BACKGROUND: In February 2010, the Food and Drug Administration (FDA) licensed the 13-valent pneumococcal conjugate vaccine (PCV13) for use in children aged 6 weeks through 59 months. The Advisory Committee on Immunization Practices (ACIP) recommended routine use of PCV13 for all children ages 2, 4, and 6 months with a booster at 12–15 months. For incomplete or unvaccinated children, catch-up vaccination should occur through age 59 months.
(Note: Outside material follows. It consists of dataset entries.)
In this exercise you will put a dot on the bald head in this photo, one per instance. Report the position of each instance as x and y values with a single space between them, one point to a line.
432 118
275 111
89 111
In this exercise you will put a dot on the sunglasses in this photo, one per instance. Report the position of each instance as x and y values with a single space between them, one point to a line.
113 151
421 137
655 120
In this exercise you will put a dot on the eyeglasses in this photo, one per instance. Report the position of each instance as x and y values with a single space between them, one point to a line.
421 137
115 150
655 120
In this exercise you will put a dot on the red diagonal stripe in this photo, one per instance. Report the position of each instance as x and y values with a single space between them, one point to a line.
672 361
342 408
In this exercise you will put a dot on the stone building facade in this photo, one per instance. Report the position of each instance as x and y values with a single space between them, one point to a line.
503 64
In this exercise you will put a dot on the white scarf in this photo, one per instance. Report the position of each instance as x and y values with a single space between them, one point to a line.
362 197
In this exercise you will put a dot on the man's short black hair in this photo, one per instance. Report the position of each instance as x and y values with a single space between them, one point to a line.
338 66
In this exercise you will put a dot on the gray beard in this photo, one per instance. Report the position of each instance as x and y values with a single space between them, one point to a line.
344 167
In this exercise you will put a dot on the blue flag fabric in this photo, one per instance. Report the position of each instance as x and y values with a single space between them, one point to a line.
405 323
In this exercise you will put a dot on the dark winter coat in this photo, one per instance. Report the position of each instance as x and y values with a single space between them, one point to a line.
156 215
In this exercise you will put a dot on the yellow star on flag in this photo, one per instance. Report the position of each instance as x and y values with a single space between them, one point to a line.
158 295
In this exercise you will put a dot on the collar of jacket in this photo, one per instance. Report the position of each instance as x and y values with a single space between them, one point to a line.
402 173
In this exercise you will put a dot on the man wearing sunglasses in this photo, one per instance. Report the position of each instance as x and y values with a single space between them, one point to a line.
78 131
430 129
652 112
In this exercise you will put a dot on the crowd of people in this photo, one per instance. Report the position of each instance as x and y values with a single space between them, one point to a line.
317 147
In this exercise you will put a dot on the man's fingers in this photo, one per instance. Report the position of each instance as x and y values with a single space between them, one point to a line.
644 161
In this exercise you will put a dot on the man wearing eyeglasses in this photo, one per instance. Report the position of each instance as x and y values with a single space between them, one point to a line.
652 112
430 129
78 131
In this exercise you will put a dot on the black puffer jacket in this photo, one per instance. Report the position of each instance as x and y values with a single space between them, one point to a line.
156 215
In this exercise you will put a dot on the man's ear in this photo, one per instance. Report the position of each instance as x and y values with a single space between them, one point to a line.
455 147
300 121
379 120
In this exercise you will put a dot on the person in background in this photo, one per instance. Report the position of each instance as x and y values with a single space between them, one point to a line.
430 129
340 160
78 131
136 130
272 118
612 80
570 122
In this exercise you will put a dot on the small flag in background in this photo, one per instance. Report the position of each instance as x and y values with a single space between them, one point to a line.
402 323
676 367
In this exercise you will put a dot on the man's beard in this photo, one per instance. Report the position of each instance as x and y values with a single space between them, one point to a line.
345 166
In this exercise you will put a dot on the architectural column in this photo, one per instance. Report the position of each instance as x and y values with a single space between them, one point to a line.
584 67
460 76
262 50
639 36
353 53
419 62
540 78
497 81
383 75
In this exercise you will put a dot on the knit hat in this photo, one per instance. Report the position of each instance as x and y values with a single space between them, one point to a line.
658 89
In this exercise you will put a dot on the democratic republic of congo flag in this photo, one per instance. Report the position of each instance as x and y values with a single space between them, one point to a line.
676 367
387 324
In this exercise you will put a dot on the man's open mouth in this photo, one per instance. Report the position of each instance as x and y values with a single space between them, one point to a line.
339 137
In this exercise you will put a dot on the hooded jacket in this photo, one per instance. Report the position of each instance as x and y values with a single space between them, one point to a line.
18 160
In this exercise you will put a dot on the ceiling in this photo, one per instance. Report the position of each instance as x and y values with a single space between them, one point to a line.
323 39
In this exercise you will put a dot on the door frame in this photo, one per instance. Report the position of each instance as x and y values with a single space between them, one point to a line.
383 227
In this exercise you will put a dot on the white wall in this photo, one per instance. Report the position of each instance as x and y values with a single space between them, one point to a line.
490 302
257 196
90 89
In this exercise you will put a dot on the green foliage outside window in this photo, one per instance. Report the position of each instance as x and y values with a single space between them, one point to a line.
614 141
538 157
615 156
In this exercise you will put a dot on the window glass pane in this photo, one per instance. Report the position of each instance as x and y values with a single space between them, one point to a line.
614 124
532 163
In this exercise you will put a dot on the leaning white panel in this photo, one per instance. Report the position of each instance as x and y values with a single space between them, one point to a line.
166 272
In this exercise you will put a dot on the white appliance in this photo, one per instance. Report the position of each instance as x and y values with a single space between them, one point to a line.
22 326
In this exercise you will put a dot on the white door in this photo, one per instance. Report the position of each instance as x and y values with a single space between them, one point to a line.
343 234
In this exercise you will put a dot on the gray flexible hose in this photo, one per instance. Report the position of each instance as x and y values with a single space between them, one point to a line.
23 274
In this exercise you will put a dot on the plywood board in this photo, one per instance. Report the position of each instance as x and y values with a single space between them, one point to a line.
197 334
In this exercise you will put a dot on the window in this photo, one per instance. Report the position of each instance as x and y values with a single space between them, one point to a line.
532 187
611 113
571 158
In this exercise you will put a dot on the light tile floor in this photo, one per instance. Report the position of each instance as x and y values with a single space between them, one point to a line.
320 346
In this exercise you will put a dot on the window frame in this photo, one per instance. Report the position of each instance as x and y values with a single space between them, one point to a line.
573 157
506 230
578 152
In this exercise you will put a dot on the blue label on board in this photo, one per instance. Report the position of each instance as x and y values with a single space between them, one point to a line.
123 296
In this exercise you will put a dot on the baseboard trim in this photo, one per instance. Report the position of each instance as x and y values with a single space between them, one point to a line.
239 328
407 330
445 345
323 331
METHODS: We searched the Vaccine Adverse Event Reporting System (VAERS), a U.S. passive surveillance system, for reports of adverse events (AEs) following PCV13 from February 24, 2010 through February 24, 2017, in children aged 6 weeks through 59 months. Signs and symptoms of AEs were coded using the Medical Dictionary for Regulatory Activities (MedDRA). Physicians reviewed the VAERS forms and available medical records of serious reports (death, life-threatening illness, hospitalization, prolongation of hospitalization and permanent disability) and reports of Kawasaki disease and anaphylaxis. Cause of death was ascertained by review of death certificate and/or autopsy report. RESULTS: VAERS received 10,007 reports after PCV13; 1,706 (17.0%) were serious. In 927 (9.3%), PCV13 was administered alone. The most frequently reported symptoms were pyrexia (26.4%), injection site erythema (15.3%) and irritability (14.6%). Injection site erythema (25.4%), injection site swelling (20.6%) and pyrexia (20.1%) were most frequent among children who were given PCV13 alone. Median time from vaccination to start of symptoms was 1 day (range: day of vaccination – 2,033 days). There were 222 (2.2%) death reports with sudden infant death syndrome as the most common cause (37.8%). Pyrexia (45.1%), irritability (40.4%), and vomiting (39.7%) were most commonly reported among non-death serious reports. There were 20 (0.2%) reports of Kawasaki disease and 20 (0.2%) reports of anaphylaxis. CONCLUSION: AES reported to VAERS following PCV13 were consistent with AEs previously observed in pre-licensure clinical trials and other post-licensure studies of PCV13. No new or unexpected patterns of AEs were identified. DISCLOSURES: All authors: No reported disclosures.